In a never-ending effort to open what seems to be all of the U.S.’s pristine wild lands to industry, the Trump administration is seeking to end road building restrictions to allow for logging in the country’s largest intact temperate rain forest in North America, imperiling wildlife.
The U.S. Forest Service has prepared a draft environmental study on lifting a Clinton-era roadless rule in Alaska’s 16.7 million-acre Tongass National Forest , one of the most pristine old-growth regions in the world, The New York Times reported. The study listed several options regarding the forest including maintaining restrictions on 80 percent of area currently protected by the roadless rule, opening up about 2 million acres, or lifting all road rule restrictions, which the Forest Service said was the preferred option.
Temperate forests help sequester carbon dioxide, keeping climate warming gases out of the atmosphere.

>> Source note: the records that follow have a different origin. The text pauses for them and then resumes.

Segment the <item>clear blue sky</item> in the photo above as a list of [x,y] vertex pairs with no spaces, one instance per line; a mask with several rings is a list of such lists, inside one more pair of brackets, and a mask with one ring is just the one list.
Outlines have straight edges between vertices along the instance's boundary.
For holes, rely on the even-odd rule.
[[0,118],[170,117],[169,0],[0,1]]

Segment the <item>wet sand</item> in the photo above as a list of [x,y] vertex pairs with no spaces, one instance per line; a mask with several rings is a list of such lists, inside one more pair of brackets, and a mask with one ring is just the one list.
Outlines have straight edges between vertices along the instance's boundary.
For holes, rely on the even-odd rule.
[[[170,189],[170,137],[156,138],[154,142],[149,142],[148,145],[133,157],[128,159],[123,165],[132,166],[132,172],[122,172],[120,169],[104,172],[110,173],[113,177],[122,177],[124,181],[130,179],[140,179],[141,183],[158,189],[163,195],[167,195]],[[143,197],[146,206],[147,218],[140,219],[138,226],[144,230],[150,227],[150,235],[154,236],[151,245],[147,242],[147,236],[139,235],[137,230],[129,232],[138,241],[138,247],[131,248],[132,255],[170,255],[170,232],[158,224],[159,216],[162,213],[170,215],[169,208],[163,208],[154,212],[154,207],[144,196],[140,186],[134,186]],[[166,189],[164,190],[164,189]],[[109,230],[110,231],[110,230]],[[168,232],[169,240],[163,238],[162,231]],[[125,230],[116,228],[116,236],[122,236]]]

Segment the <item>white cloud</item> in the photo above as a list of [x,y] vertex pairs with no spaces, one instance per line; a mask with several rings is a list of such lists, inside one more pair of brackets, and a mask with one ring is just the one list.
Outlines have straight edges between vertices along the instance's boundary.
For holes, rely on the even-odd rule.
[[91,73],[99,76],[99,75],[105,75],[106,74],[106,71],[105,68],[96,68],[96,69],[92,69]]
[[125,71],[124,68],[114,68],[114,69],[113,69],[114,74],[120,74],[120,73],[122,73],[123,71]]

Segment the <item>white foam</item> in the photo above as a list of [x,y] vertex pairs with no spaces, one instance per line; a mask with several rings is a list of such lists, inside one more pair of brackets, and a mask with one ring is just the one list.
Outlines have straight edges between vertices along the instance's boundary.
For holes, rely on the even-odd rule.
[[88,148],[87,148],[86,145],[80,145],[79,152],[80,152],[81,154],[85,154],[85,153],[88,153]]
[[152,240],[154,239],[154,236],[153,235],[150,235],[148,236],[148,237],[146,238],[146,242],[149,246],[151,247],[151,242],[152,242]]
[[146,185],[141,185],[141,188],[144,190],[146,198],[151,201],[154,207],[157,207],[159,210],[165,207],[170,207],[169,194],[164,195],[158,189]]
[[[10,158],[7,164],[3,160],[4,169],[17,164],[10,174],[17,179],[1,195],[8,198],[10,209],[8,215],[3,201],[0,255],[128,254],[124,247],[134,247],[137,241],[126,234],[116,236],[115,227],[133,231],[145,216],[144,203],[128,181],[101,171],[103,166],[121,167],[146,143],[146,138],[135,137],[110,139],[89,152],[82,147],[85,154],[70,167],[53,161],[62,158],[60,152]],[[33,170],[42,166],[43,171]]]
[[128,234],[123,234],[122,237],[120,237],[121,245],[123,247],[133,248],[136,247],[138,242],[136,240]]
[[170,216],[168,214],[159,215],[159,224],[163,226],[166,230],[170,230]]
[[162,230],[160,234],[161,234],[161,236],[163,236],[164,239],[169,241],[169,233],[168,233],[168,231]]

Logging in the forests not only impacts the climate but when trees are felled, the soil is loosened and mud can wash into rivers and choke fish, such as the wild salmon in the region.
“The constant attempt to destroy pristine ecosystems by the current administration for the sake of logging and other corporate interests is reaching a crisis level,’’ said Friends of Animals President Priscilla Feral. “Disrupting wildlife habitats and forest growth immediately imperils species living there and will stem any mitigation the forest provides of an already escalating climate crises. Our Forest Service is supposed to be protecting our lands, not caving to greed. FoA will continue to resist this.”
The public will be able to submit comments with the Department of Agriculture, which oversees the Forest Service, until Dec. 17 and certainly this is something FoA members should jeer.